Borealis extension : Adapt the design to a building with higher latitude and greater winter heating demand. Emphasize low‑angle winter overhangs and high‑angle summer louvers.

Solar heat‑gain prediction : Use a simplified thermal model

C_{b}\frac{dT_{in}}{dt}=Q_{sol}+Q_{int}-U\,A_{env}(T_{in}-T_{out})

where C_b is building thermal mass, U overall heat‑transfer coefficient, and Q_{int} internal gains. Run the model for typical meteorological year (TMY) data to evaluate seasonal performance.

Solution Approach

Develop a parametric geometry model of overhangs and louvers, couple it with the thermal balance equation, and perform a parametric sweep (e.g., using Python or MATLAB) to identify configurations that minimize total energy use under future climate scenarios (e.g., IPCC RCP4.5).

Problem F: Future of Generative AI (Gen‑AI)

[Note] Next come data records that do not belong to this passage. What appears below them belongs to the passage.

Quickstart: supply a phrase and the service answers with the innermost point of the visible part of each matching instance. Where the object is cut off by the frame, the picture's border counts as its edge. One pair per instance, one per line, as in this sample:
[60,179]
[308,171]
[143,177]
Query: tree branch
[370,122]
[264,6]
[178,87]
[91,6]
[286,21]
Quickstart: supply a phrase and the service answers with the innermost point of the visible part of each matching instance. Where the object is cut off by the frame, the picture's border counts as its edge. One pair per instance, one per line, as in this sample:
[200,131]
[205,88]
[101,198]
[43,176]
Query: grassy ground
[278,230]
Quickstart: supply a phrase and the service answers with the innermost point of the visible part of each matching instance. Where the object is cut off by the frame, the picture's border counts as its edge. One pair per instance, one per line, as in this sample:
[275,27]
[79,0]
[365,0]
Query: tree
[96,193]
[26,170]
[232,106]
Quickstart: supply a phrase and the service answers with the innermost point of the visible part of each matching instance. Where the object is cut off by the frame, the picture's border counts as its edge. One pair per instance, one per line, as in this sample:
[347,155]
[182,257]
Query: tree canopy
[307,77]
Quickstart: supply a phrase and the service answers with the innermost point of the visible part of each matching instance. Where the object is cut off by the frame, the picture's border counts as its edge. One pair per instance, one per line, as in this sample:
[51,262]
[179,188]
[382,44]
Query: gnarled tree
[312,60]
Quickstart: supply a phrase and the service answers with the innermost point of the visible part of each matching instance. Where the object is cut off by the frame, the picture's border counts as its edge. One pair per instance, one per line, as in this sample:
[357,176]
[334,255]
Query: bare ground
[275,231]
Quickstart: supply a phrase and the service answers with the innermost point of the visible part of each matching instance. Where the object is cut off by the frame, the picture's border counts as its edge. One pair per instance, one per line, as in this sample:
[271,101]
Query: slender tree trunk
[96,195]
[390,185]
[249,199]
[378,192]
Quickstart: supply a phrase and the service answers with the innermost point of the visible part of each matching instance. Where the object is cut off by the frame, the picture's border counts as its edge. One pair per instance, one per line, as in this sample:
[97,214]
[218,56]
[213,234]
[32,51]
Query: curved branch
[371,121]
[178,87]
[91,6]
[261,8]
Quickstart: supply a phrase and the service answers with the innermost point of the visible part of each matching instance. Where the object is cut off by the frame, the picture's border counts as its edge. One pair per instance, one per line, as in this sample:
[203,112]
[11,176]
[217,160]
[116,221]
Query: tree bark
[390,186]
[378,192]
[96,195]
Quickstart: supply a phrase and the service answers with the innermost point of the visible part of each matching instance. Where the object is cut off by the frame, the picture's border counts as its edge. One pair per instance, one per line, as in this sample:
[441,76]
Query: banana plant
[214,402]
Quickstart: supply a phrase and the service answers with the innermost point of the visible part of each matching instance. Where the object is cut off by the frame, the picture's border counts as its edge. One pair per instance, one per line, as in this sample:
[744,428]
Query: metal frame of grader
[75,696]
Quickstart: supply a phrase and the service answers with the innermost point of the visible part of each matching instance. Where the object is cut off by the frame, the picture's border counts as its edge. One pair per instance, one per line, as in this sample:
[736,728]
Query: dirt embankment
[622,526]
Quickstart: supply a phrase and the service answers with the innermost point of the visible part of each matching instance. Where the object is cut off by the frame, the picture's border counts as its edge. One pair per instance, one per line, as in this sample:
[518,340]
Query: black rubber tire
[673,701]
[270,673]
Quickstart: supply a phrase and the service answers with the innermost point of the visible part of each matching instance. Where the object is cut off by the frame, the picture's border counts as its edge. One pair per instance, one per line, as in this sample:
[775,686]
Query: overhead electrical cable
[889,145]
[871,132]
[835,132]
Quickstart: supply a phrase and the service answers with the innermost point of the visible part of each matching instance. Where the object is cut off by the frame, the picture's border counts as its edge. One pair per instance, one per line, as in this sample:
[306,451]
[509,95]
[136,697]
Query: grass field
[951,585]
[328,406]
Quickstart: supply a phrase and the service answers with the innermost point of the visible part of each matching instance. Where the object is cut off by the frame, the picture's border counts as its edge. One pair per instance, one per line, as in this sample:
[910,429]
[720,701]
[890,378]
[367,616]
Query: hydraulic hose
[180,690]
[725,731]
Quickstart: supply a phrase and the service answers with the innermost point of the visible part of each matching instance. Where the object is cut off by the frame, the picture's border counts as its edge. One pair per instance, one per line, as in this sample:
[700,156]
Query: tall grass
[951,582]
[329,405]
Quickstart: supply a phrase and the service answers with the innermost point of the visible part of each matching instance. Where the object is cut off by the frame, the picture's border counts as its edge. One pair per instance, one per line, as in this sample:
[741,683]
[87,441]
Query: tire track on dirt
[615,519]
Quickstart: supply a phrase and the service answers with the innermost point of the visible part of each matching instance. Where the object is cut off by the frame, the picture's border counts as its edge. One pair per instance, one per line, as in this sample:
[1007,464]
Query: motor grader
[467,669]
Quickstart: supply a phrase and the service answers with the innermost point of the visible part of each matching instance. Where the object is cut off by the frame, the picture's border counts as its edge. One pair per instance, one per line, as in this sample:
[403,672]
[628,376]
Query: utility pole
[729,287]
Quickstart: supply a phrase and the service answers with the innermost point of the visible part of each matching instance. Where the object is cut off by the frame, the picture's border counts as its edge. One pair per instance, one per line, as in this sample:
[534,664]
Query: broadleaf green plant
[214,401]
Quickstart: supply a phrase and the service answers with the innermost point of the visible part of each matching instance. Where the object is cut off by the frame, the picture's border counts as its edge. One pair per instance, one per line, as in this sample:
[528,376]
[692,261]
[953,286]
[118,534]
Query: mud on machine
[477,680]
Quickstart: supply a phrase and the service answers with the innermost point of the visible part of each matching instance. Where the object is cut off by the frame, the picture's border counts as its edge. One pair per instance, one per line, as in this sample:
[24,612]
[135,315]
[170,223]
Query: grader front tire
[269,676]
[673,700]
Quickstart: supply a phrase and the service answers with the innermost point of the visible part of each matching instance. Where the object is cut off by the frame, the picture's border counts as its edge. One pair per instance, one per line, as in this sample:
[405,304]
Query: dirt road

Analyze how generative AI will transform three occupational domains—one STEM, one technical‑trade, and one artistic profession—and propose curriculum adjustments for higher‑education institutions.

Task Requirements

Occupation selection : Choose representative jobs (e.g., data‑science engineer, CNC machinist, visual‑effects artist) and collect labor‑market indicators (employment growth, skill demand).

Data‑driven impact model : Build a regression or scenario model such as

Impact = \alpha_0 + \alpha_1\,AI\,adoption + \alpha_2\,skill\,gap + \epsilon

where AI adoption is measured by investment or tool penetration rates. Estimate coefficients using historical adoption curves of prior automation technologies.

Curriculum recommendations : Translate model outputs into actionable program changes (e.g., add AI‑prompt engineering, tool‑integration labs, ethics modules). Prioritize skills with high marginal impact on employability.

Solution Approach

Gather time‑series data from sources such as O*NET, World Bank, and AI‑tool usage reports. Fit the impact model, run forward‑looking scenarios (baseline, accelerated AI diffusion), and produce a matrix of recommended curriculum updates for each discipline.